“Us and Them”, “Nós e Eles” numa tradução livre para português, é o título de uma fantástica música de 1973 dos Pink Floyd. Na letra da música Roger Waters descreve a disparatada (falta de) lógica da guerra. Os primeiros versos da música resumem tudo o resto, dizem qualquer coisa como: “Nós e eles/ E, afinal de contas, somos apenas homens normais”.
Veio-me à memória esta música na releitura de um artigo que saiu em 2015 na revista New Yorker. O artigo é sobre a disputa de espaço público entre carros, bicicletas e peões. Nele, a autora, Maria Konnikova, assinala que o modo de transporte que cada indivíduo utiliza define o que defende para a via pública. Quando usa o carro pensa que bicicletas e peões não lhe devem obstruir o caminho. Quando vai a pé não gosta de ver bicicletas a circular no passeio. Quando utiliza a bicicleta sente que tem direito a utilizar a estrada, e que por outro lado também pode utilizar o passeio porque a estrada é perigosa. Este é um tipo de armadilha mental a que os psicólogos chamam “viés egocêntrico” e à qual todos nós podemos estar sujeitos em diferentes situações do dia-a-dia. No fundo tendemos a sobrevalorizar a nossa experiência pessoal.
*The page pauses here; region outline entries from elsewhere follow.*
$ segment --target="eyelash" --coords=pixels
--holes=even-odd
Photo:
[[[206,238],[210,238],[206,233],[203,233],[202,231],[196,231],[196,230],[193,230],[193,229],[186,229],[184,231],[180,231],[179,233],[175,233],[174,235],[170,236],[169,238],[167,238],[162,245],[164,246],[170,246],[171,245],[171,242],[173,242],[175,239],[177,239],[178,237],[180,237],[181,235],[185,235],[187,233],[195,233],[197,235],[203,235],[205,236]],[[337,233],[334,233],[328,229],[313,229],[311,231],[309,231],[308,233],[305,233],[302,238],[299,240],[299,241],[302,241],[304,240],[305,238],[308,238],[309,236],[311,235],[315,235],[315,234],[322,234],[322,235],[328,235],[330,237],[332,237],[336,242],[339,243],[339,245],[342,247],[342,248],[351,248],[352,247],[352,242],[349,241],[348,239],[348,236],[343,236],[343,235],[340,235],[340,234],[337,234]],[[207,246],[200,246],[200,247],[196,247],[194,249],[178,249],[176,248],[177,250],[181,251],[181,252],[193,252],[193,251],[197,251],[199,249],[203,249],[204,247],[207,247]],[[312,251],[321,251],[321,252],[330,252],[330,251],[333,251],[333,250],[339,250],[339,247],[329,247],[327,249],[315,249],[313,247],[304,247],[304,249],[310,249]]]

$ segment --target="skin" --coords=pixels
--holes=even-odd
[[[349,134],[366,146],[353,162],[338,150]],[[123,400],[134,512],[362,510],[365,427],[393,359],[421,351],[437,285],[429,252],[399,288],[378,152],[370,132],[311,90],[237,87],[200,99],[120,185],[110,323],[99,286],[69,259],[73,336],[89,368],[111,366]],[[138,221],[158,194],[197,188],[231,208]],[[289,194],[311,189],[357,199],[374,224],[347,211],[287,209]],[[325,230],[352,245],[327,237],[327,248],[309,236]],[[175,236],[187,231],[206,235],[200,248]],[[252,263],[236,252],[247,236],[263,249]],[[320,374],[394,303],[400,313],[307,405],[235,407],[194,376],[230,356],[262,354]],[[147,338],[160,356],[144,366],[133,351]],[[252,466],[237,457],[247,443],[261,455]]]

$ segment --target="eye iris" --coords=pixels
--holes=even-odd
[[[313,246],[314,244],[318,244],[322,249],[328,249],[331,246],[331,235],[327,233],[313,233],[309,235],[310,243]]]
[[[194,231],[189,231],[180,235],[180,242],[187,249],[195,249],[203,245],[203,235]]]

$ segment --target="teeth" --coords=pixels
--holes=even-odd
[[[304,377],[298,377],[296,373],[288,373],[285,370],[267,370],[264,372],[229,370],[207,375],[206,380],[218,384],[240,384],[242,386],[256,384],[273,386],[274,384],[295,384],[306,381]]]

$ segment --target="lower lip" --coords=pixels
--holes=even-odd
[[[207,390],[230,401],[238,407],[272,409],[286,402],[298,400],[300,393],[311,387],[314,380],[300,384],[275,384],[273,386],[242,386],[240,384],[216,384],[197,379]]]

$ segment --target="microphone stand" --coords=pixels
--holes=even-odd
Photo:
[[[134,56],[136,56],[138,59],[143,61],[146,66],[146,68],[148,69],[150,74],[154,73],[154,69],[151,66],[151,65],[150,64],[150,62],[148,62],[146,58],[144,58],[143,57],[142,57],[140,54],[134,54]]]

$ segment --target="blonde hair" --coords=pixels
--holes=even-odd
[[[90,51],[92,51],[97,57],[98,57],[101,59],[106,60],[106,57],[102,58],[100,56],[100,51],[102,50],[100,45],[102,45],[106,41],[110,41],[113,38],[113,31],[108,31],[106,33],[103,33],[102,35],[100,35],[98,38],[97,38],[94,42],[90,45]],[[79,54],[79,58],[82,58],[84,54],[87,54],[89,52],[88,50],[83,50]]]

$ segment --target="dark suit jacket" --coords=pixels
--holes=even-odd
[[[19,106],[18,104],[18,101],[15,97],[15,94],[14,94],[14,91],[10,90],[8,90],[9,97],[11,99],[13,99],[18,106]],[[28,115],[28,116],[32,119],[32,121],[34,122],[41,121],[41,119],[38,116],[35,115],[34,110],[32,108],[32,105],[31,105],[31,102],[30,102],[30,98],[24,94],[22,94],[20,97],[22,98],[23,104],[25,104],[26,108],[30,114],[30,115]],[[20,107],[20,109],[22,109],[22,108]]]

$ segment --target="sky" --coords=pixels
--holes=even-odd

Esta perceção egocêntrica tem todos os ingredientes necessários para transformar as vias públicas em “locais de guerra”, desaparecendo facilmente a empatia e prevalecendo a lógica do “nós” contra “eles”. Porém, nem tudo será equivalente: entre 2010 e 2020 morreram em Portugal mais de 1000 pessoas atropeladas, a grande maioria delas em zonas urbanas. Não há registo de nenhum caso de atropelamento mortal provocado por uma bicicleta.
Será que o nosso “viés egocêntrico” intrínseco e a lógica do “nós” contra “eles” a que nos conduz, não torna ilusória a ideia de que é pelo civismo e pela responsabilidade individual de cada um que se garante a segurança de todos os utilizadores da via pública? Do meu ponto de vista sim, é totalmente ilusório. A resposta está unicamente no aumento da segurança infraestruturas existentes e é responsabilidade das diferentes entidades públicas atuar para que essas infraestruturas garantam a segurança de todos, nomeadamente em meio urbano. Afinal de contas, nós e eles somos todos apenas homens e mulheres normais que querem chegar a casa.